Contemporary Historical Studies

Continuing themes from Keith Thomas’s work, early historical studies of animals were often concerned with the conception and representation of the animal and animality and its role as a mirror and maker of how people have conceived of humanity, rationality, and nature throughout the early modern and modern eras. Historians of human-animal relations have continued to examine these relationships for what they reveal about us. Harriet Ritvo’s The Animal Estate: The English and Other Creatures in the Victorian Age explores animal taxonomy as a reflection of Victorian concerns with status and social dominance, and how it influenced behavior and legislation. An invaluable collection of Ritvo’s essays, Noble Cows and Hybrid Zebras: Essays on Animals and History, brings together decades of her work.

The early modern era, with its break with a medieval past, is often presented as a span of inquiry for changing human-animal relations. Lucinda Cole’s Imperfect Creatures: Vermin, Literature, and the Sciences of Life, 1600–1740, speaks to the changing definition of “vermin” across the seventeenth and eighteenth centuries, and to one of the most powerful and consequential instances of animality ascribed to human or non-human animals alike. Erica Fudge’s Brutal Reasoning: Animals, Rationality, and Humanity in Early Modern England explores the concern with the question of animal rationality among early modern thinkers and scientists, and the variety and complexity of their notions, which bely easy depictions of pervasive anthropocentrism.

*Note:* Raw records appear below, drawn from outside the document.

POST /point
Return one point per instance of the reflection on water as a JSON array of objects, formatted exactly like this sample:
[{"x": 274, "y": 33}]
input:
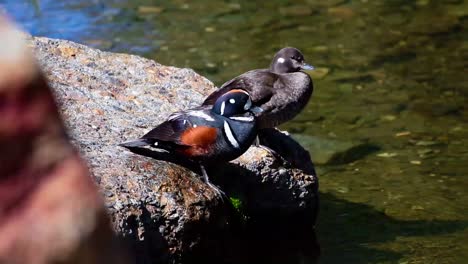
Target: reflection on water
[{"x": 391, "y": 73}]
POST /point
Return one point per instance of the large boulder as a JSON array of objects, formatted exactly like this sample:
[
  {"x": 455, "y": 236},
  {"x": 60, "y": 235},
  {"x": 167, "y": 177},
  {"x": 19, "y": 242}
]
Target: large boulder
[
  {"x": 164, "y": 210},
  {"x": 50, "y": 208}
]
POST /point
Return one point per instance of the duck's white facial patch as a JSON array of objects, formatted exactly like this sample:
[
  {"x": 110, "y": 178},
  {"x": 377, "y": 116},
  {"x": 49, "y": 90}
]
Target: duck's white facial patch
[
  {"x": 201, "y": 114},
  {"x": 242, "y": 118},
  {"x": 223, "y": 105},
  {"x": 248, "y": 105},
  {"x": 231, "y": 139}
]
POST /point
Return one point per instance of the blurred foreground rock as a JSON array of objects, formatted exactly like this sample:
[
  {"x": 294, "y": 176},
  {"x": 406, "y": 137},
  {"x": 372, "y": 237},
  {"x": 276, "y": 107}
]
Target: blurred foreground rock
[
  {"x": 163, "y": 210},
  {"x": 50, "y": 209}
]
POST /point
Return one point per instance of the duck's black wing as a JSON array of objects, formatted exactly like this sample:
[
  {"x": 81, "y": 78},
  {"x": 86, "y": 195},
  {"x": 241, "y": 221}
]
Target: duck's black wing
[{"x": 258, "y": 83}]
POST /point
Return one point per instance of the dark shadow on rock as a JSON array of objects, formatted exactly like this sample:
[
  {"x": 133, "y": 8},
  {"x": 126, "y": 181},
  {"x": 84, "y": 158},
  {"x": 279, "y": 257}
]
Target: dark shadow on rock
[
  {"x": 348, "y": 228},
  {"x": 274, "y": 220},
  {"x": 288, "y": 148}
]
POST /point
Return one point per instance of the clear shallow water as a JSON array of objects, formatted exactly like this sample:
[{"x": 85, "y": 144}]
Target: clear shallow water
[{"x": 394, "y": 75}]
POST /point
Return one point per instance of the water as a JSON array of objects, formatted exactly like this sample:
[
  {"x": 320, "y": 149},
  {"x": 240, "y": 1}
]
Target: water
[{"x": 391, "y": 73}]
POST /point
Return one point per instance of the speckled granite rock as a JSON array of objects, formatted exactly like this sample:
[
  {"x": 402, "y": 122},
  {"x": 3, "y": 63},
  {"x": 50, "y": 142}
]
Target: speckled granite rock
[
  {"x": 165, "y": 210},
  {"x": 50, "y": 208}
]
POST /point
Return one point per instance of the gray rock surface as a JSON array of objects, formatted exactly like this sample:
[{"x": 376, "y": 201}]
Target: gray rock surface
[{"x": 163, "y": 210}]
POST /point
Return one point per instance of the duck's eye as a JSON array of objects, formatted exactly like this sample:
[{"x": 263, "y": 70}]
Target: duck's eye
[{"x": 248, "y": 104}]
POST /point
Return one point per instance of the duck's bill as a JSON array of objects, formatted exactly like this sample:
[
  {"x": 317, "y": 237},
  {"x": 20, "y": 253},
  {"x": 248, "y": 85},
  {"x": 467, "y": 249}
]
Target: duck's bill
[
  {"x": 256, "y": 109},
  {"x": 307, "y": 67}
]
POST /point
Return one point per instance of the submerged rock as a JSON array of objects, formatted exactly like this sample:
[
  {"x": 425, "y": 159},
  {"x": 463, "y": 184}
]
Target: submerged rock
[{"x": 164, "y": 210}]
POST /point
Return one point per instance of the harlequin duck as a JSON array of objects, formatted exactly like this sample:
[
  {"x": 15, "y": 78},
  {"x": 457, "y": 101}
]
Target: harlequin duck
[
  {"x": 282, "y": 91},
  {"x": 205, "y": 135}
]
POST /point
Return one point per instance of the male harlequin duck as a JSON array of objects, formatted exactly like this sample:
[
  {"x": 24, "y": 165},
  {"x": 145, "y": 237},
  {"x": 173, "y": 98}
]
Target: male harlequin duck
[
  {"x": 282, "y": 91},
  {"x": 206, "y": 135}
]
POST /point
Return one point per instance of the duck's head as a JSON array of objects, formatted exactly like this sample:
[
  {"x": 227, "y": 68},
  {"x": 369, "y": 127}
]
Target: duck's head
[{"x": 289, "y": 60}]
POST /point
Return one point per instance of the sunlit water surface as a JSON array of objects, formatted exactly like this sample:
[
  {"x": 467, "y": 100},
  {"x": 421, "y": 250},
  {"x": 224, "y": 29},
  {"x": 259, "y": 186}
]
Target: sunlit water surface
[{"x": 390, "y": 73}]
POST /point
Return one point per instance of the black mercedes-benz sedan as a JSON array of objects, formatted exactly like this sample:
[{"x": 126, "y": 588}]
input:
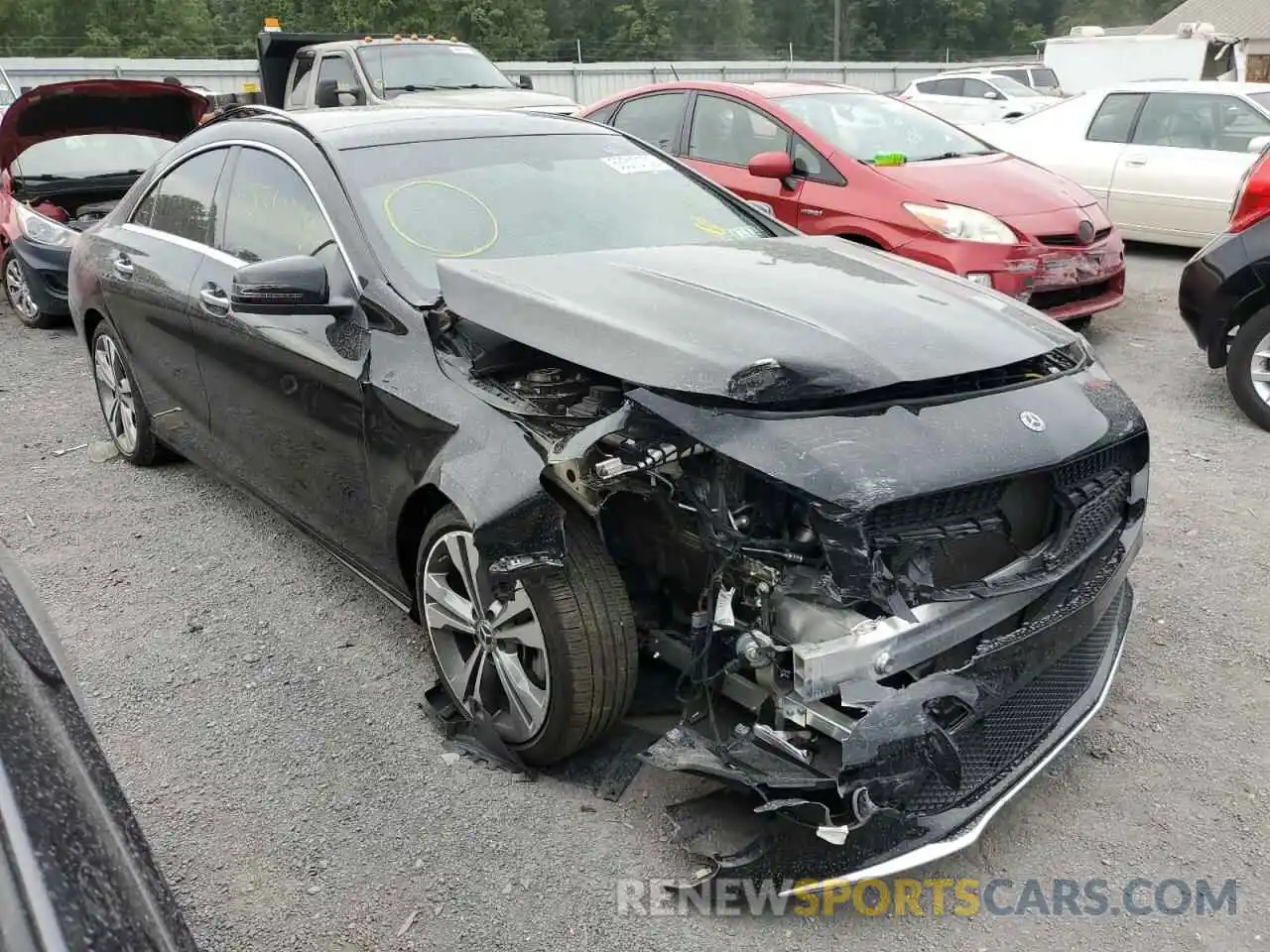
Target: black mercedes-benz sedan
[
  {"x": 575, "y": 407},
  {"x": 1224, "y": 296}
]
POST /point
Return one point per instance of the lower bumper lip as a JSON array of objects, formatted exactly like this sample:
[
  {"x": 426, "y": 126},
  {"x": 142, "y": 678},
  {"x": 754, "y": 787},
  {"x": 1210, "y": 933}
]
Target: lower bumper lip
[{"x": 970, "y": 832}]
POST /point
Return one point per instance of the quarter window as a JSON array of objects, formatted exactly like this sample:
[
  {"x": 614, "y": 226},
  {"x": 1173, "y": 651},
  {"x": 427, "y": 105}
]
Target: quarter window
[
  {"x": 304, "y": 76},
  {"x": 656, "y": 118},
  {"x": 183, "y": 202},
  {"x": 271, "y": 212},
  {"x": 1114, "y": 118},
  {"x": 731, "y": 134}
]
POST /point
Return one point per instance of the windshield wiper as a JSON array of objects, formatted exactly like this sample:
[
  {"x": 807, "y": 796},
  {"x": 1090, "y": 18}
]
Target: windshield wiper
[
  {"x": 952, "y": 155},
  {"x": 112, "y": 175}
]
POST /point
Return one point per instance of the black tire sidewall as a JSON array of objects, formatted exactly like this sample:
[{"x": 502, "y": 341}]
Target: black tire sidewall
[
  {"x": 1238, "y": 367},
  {"x": 540, "y": 749},
  {"x": 144, "y": 452}
]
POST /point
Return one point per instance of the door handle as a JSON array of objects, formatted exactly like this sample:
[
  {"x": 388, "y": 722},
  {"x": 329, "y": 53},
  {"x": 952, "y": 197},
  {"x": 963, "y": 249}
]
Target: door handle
[{"x": 214, "y": 299}]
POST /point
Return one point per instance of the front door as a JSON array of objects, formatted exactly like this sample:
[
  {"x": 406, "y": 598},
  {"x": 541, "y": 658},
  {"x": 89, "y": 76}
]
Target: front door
[
  {"x": 285, "y": 390},
  {"x": 146, "y": 285},
  {"x": 724, "y": 135},
  {"x": 1176, "y": 179}
]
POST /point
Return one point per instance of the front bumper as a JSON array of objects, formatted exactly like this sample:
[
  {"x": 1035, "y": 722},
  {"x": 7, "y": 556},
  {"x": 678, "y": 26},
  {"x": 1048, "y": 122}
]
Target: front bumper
[
  {"x": 1216, "y": 286},
  {"x": 1067, "y": 284},
  {"x": 46, "y": 275},
  {"x": 1074, "y": 651}
]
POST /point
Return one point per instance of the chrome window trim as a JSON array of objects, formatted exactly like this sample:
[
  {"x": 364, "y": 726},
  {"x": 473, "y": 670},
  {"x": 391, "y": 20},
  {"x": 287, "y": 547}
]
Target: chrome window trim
[{"x": 214, "y": 252}]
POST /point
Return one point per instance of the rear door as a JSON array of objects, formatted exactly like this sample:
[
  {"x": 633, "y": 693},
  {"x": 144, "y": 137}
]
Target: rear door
[
  {"x": 1178, "y": 177},
  {"x": 724, "y": 134},
  {"x": 146, "y": 284},
  {"x": 285, "y": 390}
]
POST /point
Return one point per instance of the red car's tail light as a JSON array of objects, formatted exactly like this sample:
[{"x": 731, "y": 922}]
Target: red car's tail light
[{"x": 1252, "y": 200}]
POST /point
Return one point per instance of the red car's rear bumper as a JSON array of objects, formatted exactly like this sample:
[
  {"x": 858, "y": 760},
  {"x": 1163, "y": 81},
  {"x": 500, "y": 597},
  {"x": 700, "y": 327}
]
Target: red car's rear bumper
[{"x": 1065, "y": 282}]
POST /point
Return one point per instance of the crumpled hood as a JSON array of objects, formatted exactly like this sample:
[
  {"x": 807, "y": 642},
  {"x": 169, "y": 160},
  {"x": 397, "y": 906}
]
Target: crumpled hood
[
  {"x": 486, "y": 99},
  {"x": 87, "y": 107},
  {"x": 760, "y": 320},
  {"x": 998, "y": 184}
]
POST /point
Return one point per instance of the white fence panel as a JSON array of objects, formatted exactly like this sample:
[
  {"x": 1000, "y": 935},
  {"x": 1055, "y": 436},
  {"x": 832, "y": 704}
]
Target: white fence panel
[{"x": 584, "y": 82}]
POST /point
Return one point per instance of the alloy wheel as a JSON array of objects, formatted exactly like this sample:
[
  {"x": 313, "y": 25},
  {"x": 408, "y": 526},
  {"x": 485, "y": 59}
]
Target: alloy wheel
[
  {"x": 114, "y": 393},
  {"x": 1260, "y": 368},
  {"x": 18, "y": 291},
  {"x": 492, "y": 656}
]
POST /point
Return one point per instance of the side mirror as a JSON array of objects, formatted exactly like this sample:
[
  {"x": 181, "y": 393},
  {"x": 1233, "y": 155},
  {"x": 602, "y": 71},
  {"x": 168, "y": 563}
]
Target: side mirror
[
  {"x": 771, "y": 166},
  {"x": 326, "y": 94},
  {"x": 287, "y": 285}
]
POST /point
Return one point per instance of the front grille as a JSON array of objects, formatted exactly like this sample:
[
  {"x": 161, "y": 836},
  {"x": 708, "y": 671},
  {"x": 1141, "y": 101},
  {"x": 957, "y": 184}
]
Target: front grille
[
  {"x": 1000, "y": 742},
  {"x": 1072, "y": 240},
  {"x": 971, "y": 532},
  {"x": 1062, "y": 298}
]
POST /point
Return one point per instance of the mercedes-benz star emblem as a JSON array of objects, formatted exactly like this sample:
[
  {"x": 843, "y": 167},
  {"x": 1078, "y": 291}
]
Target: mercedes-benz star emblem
[{"x": 1032, "y": 421}]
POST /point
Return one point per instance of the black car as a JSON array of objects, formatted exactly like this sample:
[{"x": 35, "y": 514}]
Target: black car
[
  {"x": 75, "y": 871},
  {"x": 572, "y": 404},
  {"x": 68, "y": 151},
  {"x": 1224, "y": 296}
]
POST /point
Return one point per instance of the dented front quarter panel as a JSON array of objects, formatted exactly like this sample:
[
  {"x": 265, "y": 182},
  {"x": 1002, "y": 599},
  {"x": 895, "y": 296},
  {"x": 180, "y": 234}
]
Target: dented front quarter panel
[{"x": 425, "y": 430}]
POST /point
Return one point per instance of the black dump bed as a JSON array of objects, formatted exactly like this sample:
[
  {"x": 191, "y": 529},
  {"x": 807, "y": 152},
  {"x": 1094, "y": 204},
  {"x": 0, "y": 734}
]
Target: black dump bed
[{"x": 277, "y": 50}]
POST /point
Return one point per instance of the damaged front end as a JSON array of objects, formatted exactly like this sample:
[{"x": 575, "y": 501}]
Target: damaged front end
[{"x": 885, "y": 616}]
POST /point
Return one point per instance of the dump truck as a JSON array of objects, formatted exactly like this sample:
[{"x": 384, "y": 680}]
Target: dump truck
[{"x": 320, "y": 70}]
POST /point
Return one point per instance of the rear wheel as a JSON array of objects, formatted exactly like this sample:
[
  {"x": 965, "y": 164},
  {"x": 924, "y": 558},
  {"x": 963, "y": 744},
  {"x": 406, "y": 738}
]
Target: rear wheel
[
  {"x": 554, "y": 666},
  {"x": 1247, "y": 368}
]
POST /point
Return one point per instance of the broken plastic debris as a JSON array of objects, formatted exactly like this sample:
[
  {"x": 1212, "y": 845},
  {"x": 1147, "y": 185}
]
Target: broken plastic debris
[
  {"x": 837, "y": 835},
  {"x": 102, "y": 449}
]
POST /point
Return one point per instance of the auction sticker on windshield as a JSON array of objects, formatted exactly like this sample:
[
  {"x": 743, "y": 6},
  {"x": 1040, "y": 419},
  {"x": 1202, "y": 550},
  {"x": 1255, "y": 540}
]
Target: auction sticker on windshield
[{"x": 634, "y": 164}]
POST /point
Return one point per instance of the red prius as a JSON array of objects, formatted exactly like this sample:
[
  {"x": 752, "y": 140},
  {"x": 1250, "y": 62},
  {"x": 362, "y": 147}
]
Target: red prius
[{"x": 837, "y": 160}]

Similarly, the Victorian era has been especially fertile for the exploration of the intersections between animals and race, class, and gender. Sarah Amato’s Beastly Possessions is noteworthy for its examination of how different Victorian social classes made animals part of their respective daily lives. Jennifer Mason’s Civilized Creatures: Urban Animals, Sentimental Culture, and American Literature, 1850–1900 points to American cities as the context for new sentiments about animals, which waxed with encounters with animals in urban settings rather than waning with the ongoing remove of many Americans from rural life. Michael Lundblad’s The Birth of a Jungle: Animality in Progressive-Era U.S. Literature and Culture explores the intersection of race, class, gender, and animality, demonstrating the power of representation and the animal to shape lived experiences. A contemporary counterpart and complement to The Birth of the Jungle is Claire Jean Kim’s Dangerous Crossings: Race, Species, and Nature in a Multicultural Age, an account of three recent cross-species controversies: San Francisco’s live animal market; the Makah revival of whaling; and the trial and conviction of football player Michael Vick on charges arising from his involvement in dog fighting.